From: Gregory Ewing on
Given some known data/crc pairs, how feasible is it to
figure out the polynomial being used to generate the crc?

In the case I'm looking at, it appears that the crc
size may be at least 24 bits, so just trying all possible
polynomials probably isn't doable.

An article I found hints at the possibility of using
GCDs to make the search more efficient, but doesn't go
into any details. Anyone know of any literature about
this?

If it helps, I have the ability to generate test cases
with known message contents to some extent, although
I don't have complete control over the contents. Also
it's a manual process, so generating large numbers of
them automatically isn't an option.

--
Greg
From: Steven D'Aprano on
On Mon, 08 Mar 2010 16:09:12 +1300, Gregory Ewing wrote:

> Given some known data/crc pairs, how feasible is it to figure out the
> polynomial being used to generate the crc?

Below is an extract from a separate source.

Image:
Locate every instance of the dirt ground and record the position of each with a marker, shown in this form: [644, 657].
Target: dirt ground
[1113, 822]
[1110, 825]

Can you just ask the application developer what CRC is being used? Or
look at the source code? Disassemble the binary?


> In the case I'm looking at, it appears that the crc size may be at least
> 24 bits, so just trying all possible polynomials probably isn't doable.

"At least"? Can't you tell by looking at them?

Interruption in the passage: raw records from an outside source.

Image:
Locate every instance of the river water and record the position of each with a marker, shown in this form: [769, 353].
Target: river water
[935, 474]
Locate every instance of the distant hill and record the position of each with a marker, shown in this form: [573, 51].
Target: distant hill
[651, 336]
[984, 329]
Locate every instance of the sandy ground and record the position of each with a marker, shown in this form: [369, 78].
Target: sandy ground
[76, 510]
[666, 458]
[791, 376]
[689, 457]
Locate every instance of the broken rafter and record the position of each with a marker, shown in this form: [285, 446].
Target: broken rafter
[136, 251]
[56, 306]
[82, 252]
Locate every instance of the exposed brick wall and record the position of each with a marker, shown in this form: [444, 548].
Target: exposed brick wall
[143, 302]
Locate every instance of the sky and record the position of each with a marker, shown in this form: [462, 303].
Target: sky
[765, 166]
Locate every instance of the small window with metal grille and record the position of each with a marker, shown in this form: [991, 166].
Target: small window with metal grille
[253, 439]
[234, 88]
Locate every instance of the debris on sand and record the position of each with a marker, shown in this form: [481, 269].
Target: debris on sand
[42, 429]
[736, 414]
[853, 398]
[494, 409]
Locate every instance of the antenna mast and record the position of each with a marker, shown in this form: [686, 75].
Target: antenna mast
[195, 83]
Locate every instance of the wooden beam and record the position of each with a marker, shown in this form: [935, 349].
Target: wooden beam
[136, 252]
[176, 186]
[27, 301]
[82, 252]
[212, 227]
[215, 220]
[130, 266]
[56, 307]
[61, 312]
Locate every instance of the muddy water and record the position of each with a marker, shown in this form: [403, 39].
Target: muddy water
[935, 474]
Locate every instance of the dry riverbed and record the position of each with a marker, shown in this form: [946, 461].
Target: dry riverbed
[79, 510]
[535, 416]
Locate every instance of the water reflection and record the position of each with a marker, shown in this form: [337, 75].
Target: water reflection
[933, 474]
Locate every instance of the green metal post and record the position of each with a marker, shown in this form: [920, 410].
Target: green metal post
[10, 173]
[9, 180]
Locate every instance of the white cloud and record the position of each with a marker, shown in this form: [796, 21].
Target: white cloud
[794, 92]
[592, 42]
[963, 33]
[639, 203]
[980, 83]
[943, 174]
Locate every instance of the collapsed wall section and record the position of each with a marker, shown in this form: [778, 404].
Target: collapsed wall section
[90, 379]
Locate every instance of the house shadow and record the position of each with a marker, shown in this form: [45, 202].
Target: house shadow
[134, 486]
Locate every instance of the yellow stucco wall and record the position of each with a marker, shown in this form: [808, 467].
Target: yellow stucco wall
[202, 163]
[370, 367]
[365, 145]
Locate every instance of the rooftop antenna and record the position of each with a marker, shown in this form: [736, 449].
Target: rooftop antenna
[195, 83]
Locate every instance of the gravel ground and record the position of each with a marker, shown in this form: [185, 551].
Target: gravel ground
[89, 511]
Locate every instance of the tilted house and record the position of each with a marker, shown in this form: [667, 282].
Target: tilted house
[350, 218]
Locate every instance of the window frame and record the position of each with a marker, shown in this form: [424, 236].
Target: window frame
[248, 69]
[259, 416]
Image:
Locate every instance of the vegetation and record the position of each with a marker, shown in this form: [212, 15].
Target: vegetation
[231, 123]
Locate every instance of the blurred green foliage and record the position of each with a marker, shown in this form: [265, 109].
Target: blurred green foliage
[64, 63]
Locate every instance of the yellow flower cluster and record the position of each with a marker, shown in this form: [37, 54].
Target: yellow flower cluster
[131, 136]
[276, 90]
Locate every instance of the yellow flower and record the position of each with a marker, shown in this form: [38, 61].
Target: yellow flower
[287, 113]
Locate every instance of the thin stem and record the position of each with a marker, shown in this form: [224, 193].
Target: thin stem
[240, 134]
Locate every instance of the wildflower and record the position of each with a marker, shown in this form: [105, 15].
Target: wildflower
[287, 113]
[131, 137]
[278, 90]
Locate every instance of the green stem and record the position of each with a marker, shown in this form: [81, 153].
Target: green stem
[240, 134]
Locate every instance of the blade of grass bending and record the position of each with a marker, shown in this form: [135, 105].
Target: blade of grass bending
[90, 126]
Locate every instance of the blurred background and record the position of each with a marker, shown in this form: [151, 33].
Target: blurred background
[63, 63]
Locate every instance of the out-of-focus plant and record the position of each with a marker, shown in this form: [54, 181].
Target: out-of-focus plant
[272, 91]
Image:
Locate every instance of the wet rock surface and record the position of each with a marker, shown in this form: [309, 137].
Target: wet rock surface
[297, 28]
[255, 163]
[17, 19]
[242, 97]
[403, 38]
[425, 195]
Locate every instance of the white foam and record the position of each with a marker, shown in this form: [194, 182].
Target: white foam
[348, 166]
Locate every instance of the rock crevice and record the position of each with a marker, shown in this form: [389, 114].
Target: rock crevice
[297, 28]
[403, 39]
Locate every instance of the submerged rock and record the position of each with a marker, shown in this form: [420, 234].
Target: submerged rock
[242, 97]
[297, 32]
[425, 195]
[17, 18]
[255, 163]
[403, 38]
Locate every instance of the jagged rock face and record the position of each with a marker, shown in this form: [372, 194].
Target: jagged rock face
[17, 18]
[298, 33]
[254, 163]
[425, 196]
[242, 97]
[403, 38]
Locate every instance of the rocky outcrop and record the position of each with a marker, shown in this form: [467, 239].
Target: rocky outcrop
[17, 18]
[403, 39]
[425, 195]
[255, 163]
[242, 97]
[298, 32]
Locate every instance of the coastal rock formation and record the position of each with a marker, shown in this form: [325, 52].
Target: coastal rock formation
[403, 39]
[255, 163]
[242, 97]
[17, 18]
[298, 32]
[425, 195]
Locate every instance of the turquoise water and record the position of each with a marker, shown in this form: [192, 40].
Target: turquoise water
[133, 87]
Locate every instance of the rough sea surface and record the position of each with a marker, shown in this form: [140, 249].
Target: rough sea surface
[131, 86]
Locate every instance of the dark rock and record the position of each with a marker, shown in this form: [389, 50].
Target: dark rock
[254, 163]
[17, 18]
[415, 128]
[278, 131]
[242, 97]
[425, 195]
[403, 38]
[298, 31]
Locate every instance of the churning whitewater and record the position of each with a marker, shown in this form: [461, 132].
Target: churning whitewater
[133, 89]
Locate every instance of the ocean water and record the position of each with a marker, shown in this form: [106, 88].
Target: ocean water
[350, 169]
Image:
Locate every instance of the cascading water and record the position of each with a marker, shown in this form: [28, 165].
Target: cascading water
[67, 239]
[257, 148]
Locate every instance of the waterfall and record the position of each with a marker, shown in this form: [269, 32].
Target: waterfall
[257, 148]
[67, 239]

A good place to start is here:

http://en.wikipedia.org/wiki/Cyclic_redundancy_check
http://en.wikipedia.org/wiki/List_of_checksum_algorithms

You can at least eliminate known CRCs. There doesn't appear to be any 24-
bit CRCs in common use, and very few other 24-bit checksums either, so
you're probably looking at a custom CRC.


> An article I found hints at the possibility of using GCDs to make the
> search more efficient, but doesn't go into any details. Anyone know of
> any literature about this?

If you're reduced to trying to determine the polynomial from a sample of
checksums, that's a curve fitting problem. There are various ways to fit
polynomials through a set of known points, but as far as I know none of
them are designed for reverse-engineering CRCs.

You may be able to find something about curve-fitting using discrete
maths (i.e. where all values are limited to integers) or with constraints.

You should probably take this to somewhere like sci.crypt. Here's a
thread from a few years back which might give you some hints:

http://www.derkeiler.com/Newsgroups/sci.crypt/2008-07/msg00035.html

Or here:

http://stackoverflow.com/questions/401231/determining-crc-algorithm-from-
data-crc-embedded-application


--
Steven
From: Steven D'Aprano on
On Mon, 08 Mar 2010 16:09:12 +1300, Gregory Ewing wrote:

> Given some known data/crc pairs, how feasible is it to figure out the
> polynomial being used to generate the crc?

Google is your friend:

http://www.woodmann.com/fravia/crctut1.htm



--
Steven
From: Dave Angel on
Steven D'Aprano wrote:
> On Mon, 08 Mar 2010 16:09:12 +1300, Gregory Ewing wrote:
>
>
>> Given some known data/crc pairs, how feasible is it to figure out the
>> polynomial being used to generate the crc?
>>
>
> Google is your friend:
>
> http://www.woodmann.com/fravia/crctut1.htm
>
>
That page was interesting to read, especially since I've implemented the
three algorithms - CRC16, CRC32, and the reversed version of CRC16, all
in the long-distant past.

However, if there's anything in there about how to derive the polynomial
algorithm from (a few) samples I missed it entirely. Instead, what it
calls reverse engineering is figuring out how to modify a message to
force it to have a desired CRC value (when the CRC polynomial is already
known).

DaveA

From: Gregory Ewing on
Steven D'Aprano wrote:

> Can you just ask the application developer what CRC is being used? Or
> look at the source code? Disassemble the binary?

There's no source, and the binary is enormous. I could ask,
but I wouldn't hold out much hope of them being willing to
tell me.

>>it appears that the crc size may be at least
>>24 bits, so just trying all possible polynomials probably isn't doable.
>
> "At least"? Can't you tell by looking at them?

It's not entirely clear exactly which bytes are part of the
CRC. There are 3 adjacent bytes in the header of the file
that change when I modify the contents, which led me to
think it was a 24-bit CRC. But I now believe that one of
them is not part of the CRC, and it's actually 16 bits.

Using pycrc, I've now tried all possible 16-bit polynomials,
with various combinations of bit and byte reversal, but I
haven't found one that works consistently, so I'm wondering
whether it's using some non-standard algorithm.

--
Greg